12. Model Diagnostics

# Residuals vs fitted
plot(poisson_model, which = 1, main = "Residuals vs Fitted")

# Q-Q plot
plot(poisson_model, which = 2, main = "Q-Q Plot")

# Influential observations
plot(poisson_model, which = 5, main = "Residuals vs Leverage")

For GLMs, we examine: - Residuals vs Fitted: Look for patterns suggesting poor fit - Q-Q Plot: Assess normality of deviance residuals - Influential Points: Check for observations with high leverage or Cook’s distance

13. Reporting Results in APA Style

Here’s how to report Poisson regression results:

A Poisson regression was conducted to examine the relationship between age, chronic disease status, and the number of emergency room visits per year. The model provided a good fit to the data, with a residual deviance of 199.61 on 197 degrees of freedom (dispersion parameter = 0.89).

Age was a significant predictor of ER visits, b = 0.0058, z = 2.04, p = 0.042. Specifically, each additional year of age was associated with a 0.58% increase in the expected number of ER visits (rate ratio = 1.006).

Chronic disease status was also a significant predictor, b = 0.788, z = 9.58, p < .001. Patients with chronic diseases had 119.9% more ER visits compared to those without chronic diseases (rate ratio = 2.2), holding age constant.

14. Practical Considerations

When to Use GLMs: - When the outcome variable is not normally distributed - For count data (Poisson or negative binomial) - For binary outcomes (logistic regression) - For rates or proportions

Model Selection: - Poisson: When variance equals the mean - Negative Binomial: When variance exceeds the mean (overdispersion) - Compare models using AIC or likelihood ratio tests

Common Mistakes: - Using linear regression for count data (can predict negative counts) - Ignoring overdispersion in Poisson models - Misinterpreting coefficients (they’re on the log scale) - Not checking model assumptions and diagnostics

Extensions: - Zero-inflated models: When there are excess zeros - Hurdle models: Separate processes for zero vs. non-zero counts - Offset terms: When exposure varies (e.g., person-years)

15. Conclusion

Generalized Linear Models extend regression to handle non-normal response variables.
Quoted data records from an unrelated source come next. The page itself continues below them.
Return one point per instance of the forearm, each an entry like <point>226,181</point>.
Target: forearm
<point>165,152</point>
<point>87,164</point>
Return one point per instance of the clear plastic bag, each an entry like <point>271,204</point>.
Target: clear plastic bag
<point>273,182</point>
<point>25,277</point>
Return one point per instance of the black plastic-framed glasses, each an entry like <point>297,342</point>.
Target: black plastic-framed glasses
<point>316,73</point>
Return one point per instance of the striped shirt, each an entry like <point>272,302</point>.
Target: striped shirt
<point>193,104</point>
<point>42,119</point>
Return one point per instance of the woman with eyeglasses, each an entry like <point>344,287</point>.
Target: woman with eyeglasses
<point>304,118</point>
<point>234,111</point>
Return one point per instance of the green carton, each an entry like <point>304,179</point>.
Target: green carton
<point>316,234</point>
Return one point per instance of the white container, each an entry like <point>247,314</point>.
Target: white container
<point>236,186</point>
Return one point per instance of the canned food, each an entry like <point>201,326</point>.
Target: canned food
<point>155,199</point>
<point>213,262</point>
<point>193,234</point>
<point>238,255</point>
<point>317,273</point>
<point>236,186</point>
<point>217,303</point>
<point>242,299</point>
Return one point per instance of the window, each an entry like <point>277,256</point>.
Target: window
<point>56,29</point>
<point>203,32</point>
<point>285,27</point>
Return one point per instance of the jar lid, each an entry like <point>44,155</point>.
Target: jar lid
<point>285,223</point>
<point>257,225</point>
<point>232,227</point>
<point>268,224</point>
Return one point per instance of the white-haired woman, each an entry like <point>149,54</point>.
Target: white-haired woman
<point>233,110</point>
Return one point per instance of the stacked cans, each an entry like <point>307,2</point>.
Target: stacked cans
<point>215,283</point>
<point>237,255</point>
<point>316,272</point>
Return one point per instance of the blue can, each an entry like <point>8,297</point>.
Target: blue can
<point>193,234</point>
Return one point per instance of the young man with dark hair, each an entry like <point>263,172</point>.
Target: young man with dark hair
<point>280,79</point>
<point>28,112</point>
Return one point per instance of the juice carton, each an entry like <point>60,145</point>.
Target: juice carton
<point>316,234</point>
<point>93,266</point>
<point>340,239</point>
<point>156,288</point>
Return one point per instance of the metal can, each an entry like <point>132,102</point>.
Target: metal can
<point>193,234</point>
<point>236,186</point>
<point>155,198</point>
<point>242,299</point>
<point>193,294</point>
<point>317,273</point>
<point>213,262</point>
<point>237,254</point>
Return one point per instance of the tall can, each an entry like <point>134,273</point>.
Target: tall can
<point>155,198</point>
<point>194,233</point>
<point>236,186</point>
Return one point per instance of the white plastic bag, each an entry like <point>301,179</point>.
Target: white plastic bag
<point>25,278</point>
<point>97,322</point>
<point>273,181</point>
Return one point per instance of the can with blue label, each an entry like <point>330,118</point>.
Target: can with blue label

For count data like ER visits, Poisson regression provides a natural framework that respects the discrete, non-negative nature of counts.

In our analysis, we found that both age and chronic disease significantly predict ER visit frequency. Older patients and those with chronic diseases make more ER visits, with chronic disease having a particularly strong effect (more than doubling expected visits).

GLMs are powerful tools in public health and psychology research, enabling analysis of diverse outcome types while maintaining the interpretability of regression coefficients. Mastering GLMs opens doors to analyzing binary outcomes (logistic regression), survival times (Cox regression), and many other data types common in health sciences.